Putrefacción judicial: de la convalidación del golpe contra Yrigoyen al intento de proscripción de Cristina

 

El 3 de junio pasado, durante un foro organizado por el Instituto Liberdade en San Pablo, Brasil, Mauricio Macri llamó a “luchar contra el populismo en forma global”. Situó su origen “en Latinoamérica, tal vez en la Argentina”, porque en su imaginario “fue uno de los lugares donde primero arrancó, primero con Yrigoyen y después con Perón y Evita, que fueron muy conocidos en el mundo”. De ese modo dejaba en claro que “esa lucha” a la que convocaba, él ya la había iniciado y tenía todo un equipo encargado de llevarla adelante en nuestro país. El fiscal Diego Luciani, que acusó a Cristina Fernández de Kirchner (CFK) en la causa por obras viales en Santa Cruz, pidió que sea condenada a 12 años de cárcel e inhabilitada de por vida para ejercer cargos públicos, juega en el mismo equipo de fútbol que el presidente del tribunal, Rodrigo Giménez Uriburu, y que el camarista Mariano Llorens, cuyas fotos en la cancha de la quinta Los Abrojos, de Macrì, reveló el periodista Raúl Kollman. Si el origen del populismo –según Macri– remite a Yrigoyen, el Poder Judicial abrojado a sus intereses debe hacer con CFK lo mismo que hizo con el caudillo. La historia se repite, y la corporación judicial juega otra vez su rol nefasto.
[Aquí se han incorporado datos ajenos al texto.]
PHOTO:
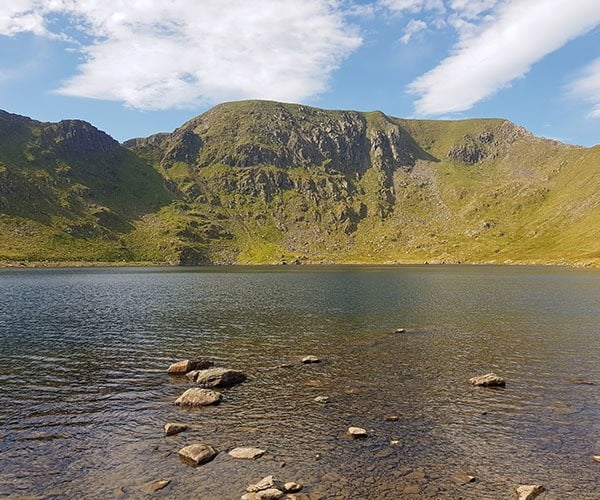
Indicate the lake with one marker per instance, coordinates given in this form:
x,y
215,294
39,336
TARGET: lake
x,y
85,394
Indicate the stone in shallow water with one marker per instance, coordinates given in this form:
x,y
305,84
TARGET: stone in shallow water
x,y
187,365
488,380
197,454
357,432
154,486
529,491
216,377
174,428
248,453
198,397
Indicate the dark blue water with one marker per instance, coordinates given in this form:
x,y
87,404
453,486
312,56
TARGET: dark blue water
x,y
84,393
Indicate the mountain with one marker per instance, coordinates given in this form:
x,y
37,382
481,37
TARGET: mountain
x,y
267,182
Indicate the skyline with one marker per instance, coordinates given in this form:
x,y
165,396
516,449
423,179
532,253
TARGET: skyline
x,y
137,68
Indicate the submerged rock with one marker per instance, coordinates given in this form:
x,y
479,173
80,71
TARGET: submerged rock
x,y
488,380
199,397
154,486
356,432
247,453
187,365
529,491
216,377
197,454
174,428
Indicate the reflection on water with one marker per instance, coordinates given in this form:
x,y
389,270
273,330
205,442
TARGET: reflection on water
x,y
84,393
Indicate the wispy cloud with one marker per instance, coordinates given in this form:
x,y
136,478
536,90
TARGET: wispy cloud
x,y
502,48
159,55
587,87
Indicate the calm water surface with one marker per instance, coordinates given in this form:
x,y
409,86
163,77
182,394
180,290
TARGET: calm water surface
x,y
84,394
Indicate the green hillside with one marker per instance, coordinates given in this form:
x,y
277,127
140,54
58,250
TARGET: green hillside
x,y
266,182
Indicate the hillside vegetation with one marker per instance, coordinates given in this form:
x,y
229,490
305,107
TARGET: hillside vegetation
x,y
265,182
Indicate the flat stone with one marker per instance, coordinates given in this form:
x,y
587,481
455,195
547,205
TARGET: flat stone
x,y
462,478
292,487
187,365
216,377
197,454
247,453
174,428
488,380
529,491
357,432
198,397
154,486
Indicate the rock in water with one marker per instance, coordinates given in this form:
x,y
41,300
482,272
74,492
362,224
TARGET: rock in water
x,y
187,365
173,428
198,397
248,453
488,380
197,454
529,491
216,377
356,432
154,486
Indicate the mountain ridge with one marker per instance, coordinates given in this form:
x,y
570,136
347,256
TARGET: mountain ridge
x,y
268,182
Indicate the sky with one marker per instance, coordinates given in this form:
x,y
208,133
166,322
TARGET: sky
x,y
136,67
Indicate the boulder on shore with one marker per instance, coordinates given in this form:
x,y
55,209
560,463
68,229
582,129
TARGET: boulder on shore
x,y
488,380
174,428
198,397
216,377
187,365
197,454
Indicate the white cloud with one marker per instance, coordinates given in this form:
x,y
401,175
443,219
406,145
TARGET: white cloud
x,y
159,55
587,87
412,28
502,49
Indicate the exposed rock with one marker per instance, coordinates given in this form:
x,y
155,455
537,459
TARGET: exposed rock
x,y
462,478
174,428
198,397
197,454
488,380
154,486
357,432
292,487
216,377
187,365
529,491
248,453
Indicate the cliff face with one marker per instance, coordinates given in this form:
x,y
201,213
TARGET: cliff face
x,y
266,182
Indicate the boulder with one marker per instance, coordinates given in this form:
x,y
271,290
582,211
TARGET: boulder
x,y
529,491
198,397
197,454
357,432
216,377
488,380
173,428
154,486
187,365
247,453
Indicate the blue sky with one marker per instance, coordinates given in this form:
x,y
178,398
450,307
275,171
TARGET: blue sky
x,y
136,67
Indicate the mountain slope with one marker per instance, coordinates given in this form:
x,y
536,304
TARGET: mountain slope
x,y
267,182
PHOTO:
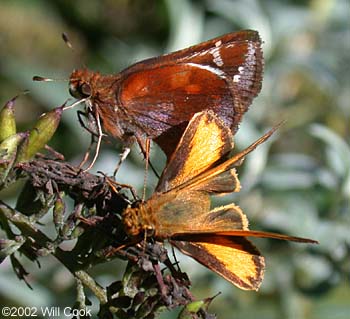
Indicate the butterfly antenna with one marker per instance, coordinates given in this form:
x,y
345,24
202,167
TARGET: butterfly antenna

El 10 de septiembre de 1930, reunidos en acuerdo extraordinario los ministros de la Corte Suprema de Justicia de la Nación, José Figueroa Alcorta –Roberto Repetto, Ricardo Guido Lavalle, Antonio Sagarna– y el procurador general de la Nación, Horacio Rodríguez Larreta (homónimo y tío bisabuelo del actual intendente porteño), decidieron legitimar el golpe de Estado contra Yrigoyen del teniente general José Félix Uriburu. Consideraron que “ese gobierno se encuentra en posesión de las fuerzas militares y policiales necesarias para asegurar la paz y el orden de la Nación, y por consiguiente para proteger la libertad, la vida y la propiedad”, y decidieron “dar validez a sus actos, cualquiera que pueda ser el vicio o deficiencia de sus nombramientos o de su elección, fundándose en razones de policía y de necesidad y con el fin de mantener protegido al público y a los individuos cuyos intereses puedan ser afectados”. También expresaron que si “los funcionarios que lo integran desconocieran las garantías individuales o las de la propiedad u otras de las aseguradas por la Constitución, la Administración de Justicia encargada de hacer cumplir ésta las restablecería en las mismas condiciones y con el mismo alcance que lo habría hecho con el Poder Ejecutivo de derecho”.

 

17 de septiembre de 1930. La Corte Suprema después del golpe a Yrigoyen. De izquierda a derecha: Antonio Sagarna, José Figueroa Alcorta (presidente), Ricardo Guido Lavalle, Roberto Repetto y el procurador Horacio Rodríguez Larreta (tío bisabuelo del intendente porteño).

 

El favor de la Corte de haber legitimado al gobierno de facto fue recompensado por el dictador Uriburu. Como contó Horacio Verbitsky, desde la Constitución de 1860 era el Poder Ejecutivo quien designaba a los presidentes de la Corte. A partir del golpe de 1930 y su convalidación por parte del máximo tribunal, el dictador dejó en manos de los supremos la decisión de designar a su presidente. Mientras tanto, el gobierno de facto se dedicó a juzgar a los hombres que habían formado parte del gobierno constitucional. Lo hizo a través de una comisión especial encargada de revisar ministerios y reparticiones en la búsqueda de alguna irregularidad. La Secretaría de la Presidencia de la Nación gratificaba las denuncias que se hicieran, asegurando reserva, sin disimular su ansiedad por demostrar que era cierto el relato urdido por aquella dictadura, de que el gobierno de Yrigoyen había cometido robos, exacciones y prevaricato. Pero la misión fracasó y la justicia debió sobreseer a los supuestos malversadores. Aunque todo ello vino después, porque el Poder Judicial tuvo sed de venganza con los caídos y su brazo ejecutor alcanzó también a Yrigoyen, a quien procesaron junto a sus ministros. Les hubiese encantado hacer lo que los unitarios hicieron 80 años antes –el 29 de diciembre de 1853– con su abuelo, el mazorquero Leandro Antonio Alén, a quien fusilaron y luego exhibieron su cadáver colgando en la plaza pública, por orden judicial. Como no podían hacer lo mismo con su nieto, que era todo un caudillo popular, metieron a Yrigoyen en un buque, lo mudaron cuatro veces de embarcación y lo confinaron en la isla Martín García por un año y medio.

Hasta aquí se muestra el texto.